Focusing on the prevalence of emerging technologies and the potential for harm, violence and abuse in the digital environment − for example, the non-consensual distribution of intimate images by intimate partners − the group says it will urge Parliament to ensure the Bill reflects these emerging and developing challenges to enable victims and survivors of domestic violence, both on- and offline, to benefit from the maximum protection the law can provide.

“The image of the perpetrator of online harms has changed over time,” says Mutondi Mulaudzi, gender and law researcher and PhD candidate based at the University of South Africa and the University of the Witwatersrand.

“It isn’t the person who sits in some basement with multiple computer screens and advanced [tech] capabilities. We no longer exist in contexts that require an individual to be a tech savant in order to cause harm to victims and survivors of gender-based violence. All a person needs is a basic smartphone. Because of this, the Domestic Violence Act has to respond to this new reality in order for it to be effective.”

“For anyone still in doubt, the COVID-19 pandemic has confirmed the growing importance of ICTs like the Internet for our everyday lives – crucial to everything from continuing schooling, working, or even checking symptoms online,” says Anri van der Spuy, PhD fellow at Research ICT Africa.

“While only about half of South Africans are online today, it is important that policymakers (and private sector actors like social media companies) take appropriate steps to ensure those people who are online, along with those who are yet to come online in the months and years to come, are able to benefit from the risky opportunities of the Internet and other technologies.”

The oral submission the group will make follows a written submission made earlier this month.
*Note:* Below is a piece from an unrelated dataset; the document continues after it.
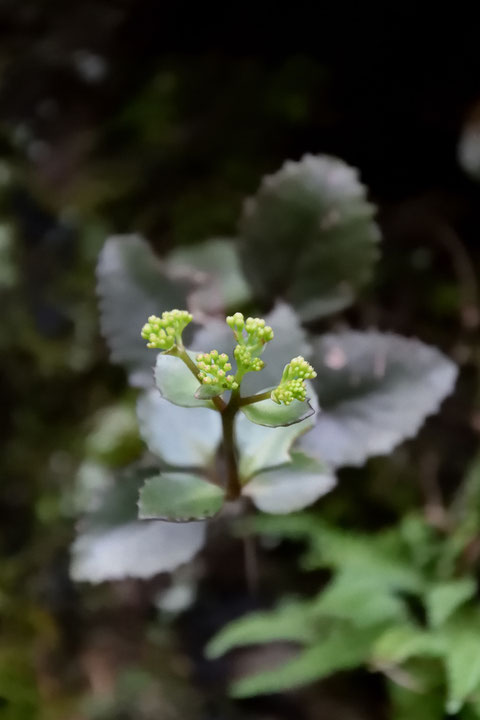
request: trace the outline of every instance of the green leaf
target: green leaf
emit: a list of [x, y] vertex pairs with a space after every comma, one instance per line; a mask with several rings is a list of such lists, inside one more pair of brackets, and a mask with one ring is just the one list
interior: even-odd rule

These submissions encompass three key issues, namely: ensuring the Bill adopts a nuanced and evolving understanding of online domestic violence and domestic violence aided, facilitated or abetted by ICTs; reporting responsibilities in relation to directions; and the need for data protection requirements in respect of the integrated electronic repository for domestic violence protection orders.

Samantha Malunga, research associate at the AIDS and Society Research Unit, UCT, and member of Feministing While African, points out: “More and more minors are accessing online spaces unsupervised due to the move to have classes online during lockdown.

“With many households in SA sharing only one Internet-accessible device – usually a smartphone – it is imperative that online spaces become safer for all who use them so that children and young people are not exposed to gender-based violence online in the form of unsolicited sexual images, messages or advances. With many parents and caregivers having fewer digital skills, it is difficult to supervise the online spaces their children access and keep them safe and this is one place where the Bill can step in and help.”

Other recommendations made in the group’s submission include the need tosupport more research efforts to provide a proper understanding, not only of the factors that may make some South Africans in particular more vulnerable to harm from online risks, but also the supporting environments available or unavailable to help them deal with such potential exposure to online risk.

It also recommends providing disaggregated gender and domestic violence data to include the use of ICTs in the perpetuation of violence and to gather the input of various stakeholders – including through consultations with relevant communities, like feminist and civil society organisations and communities – before developing this Bill further.

“The same digital technology relied on to document and report gender-based domestic violence may be used to perpetrate it. The guarantees for safety offline must be extended to digital technologies to guard against online gender-based violence and ensure they can be used as part of the solution to document and report gender-based violence,” says Chenai Chair, tech and gender policy researcher and co-ordinator of Feministing While African.